The requirement-set and guarantee-set have a big overlap, but the requirement-set is not a subset.

This is because of O_SYNC writes. write-behind performs write-serialization at fulfillment only for written behind requests (which get covered under the conflict detection code during liability fulfillment). However, if two threads (or apps) issue overlapping O_SYNC writes to the same region at approx same time, then write-behind will let both of them go by without any kind of serialization, into eager lock, violating the assumptions!

I'm wondering if it is a safer idea to implement overlap checks within eager-lock code itself rather than depend on write-behind :|

Avati


On Mon, Feb 11, 2013 at 10:07 PM, Anand Avati <anand.av...@gmail.com <mailto:anand.av...@gmail.com>> wrote:



    On Mon, Feb 11, 2013 at 9:32 PM, Pranith Kumar K
    <pkara...@redhat.com <mailto:pkara...@redhat.com>> wrote:

        hi,
        Please note that this is a case in theory and I did not run
        into such situation, but I feel it is important to address this.
        Configuration with 'Eager-lock on" and "write-behind off"
        should not be allowed as it leads to lock synchronization
        problems which lead to data in-consistency among replicas in nfs.
        lets say bricks b1, b2 are in replication.
        Gluster Nfs server uses 1 anonymous fd to perform all
        write-fops. If eager-lock is enabled in afr, the lock-owner is
        used as fd's address which will be same for all write-fops, so
        there will never be any inodelk contention. If write-behind is
        disabled, there can be writes that overlap. (Does nfs makes
        sure that the ranges don't overlap?)

        Now imagine the following scenario:
        lets say w1, w2 are 2 write fops on same offset and length. w1
        with all '0's and w2 with all '1's. If these 2 write fops are
        executed in 2 different threads, the order of arrival of write
        fops on b1 can be w1, w2 where as on b2 it is w2, w1 leading
        to data inconsistency between the two replicas. The lock
        contention will not happen as both lk-owner, transport are
        same for these 2 fops.


    Write-behind has to functions - a) performing operations in the
    background and b) serializing overlapping operations.

    While the problem does exist, the specifics are different from
    what you describe. since all writes coming in from NFS will always
    use the same anonymous FD, two near-in-time/overlapping writes
    will never contend with inodelk() but instead the second write
    will inherit the lock and changelog from the first. In either
    case, it is a problem.

        We can add a check in glusterd for volume set to disallow such
        configuration, BUT by default write-behind is off in nfs graph
        and by default eager-lock is on. So we should either turn on
        write-behind for nfs or turn off eager-lock by default.
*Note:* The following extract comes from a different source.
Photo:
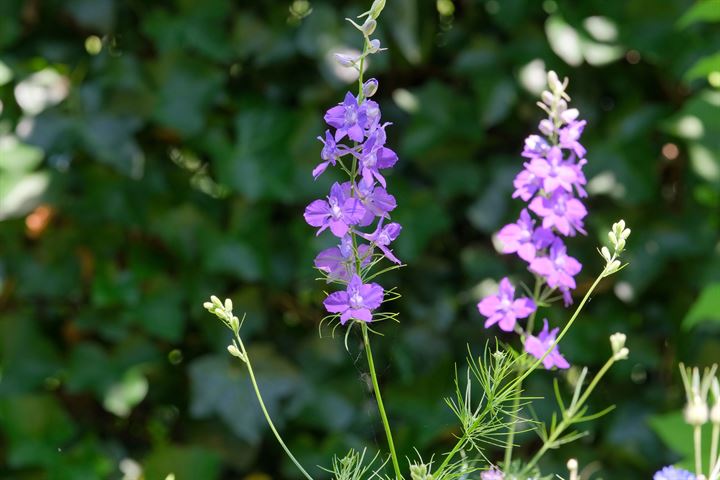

        Could you please suggest how to proceed with this if you agree
        that I did not miss any important detail that makes this
        theory invalid.


    It seems loading write-behind xlator in NFS graph  looks like a
    simpler solution. eager-locking is crucial for replicated NFS
    write performance.

    Avati


Shall we disable eager-lock for files opened with O_SYNC, for now?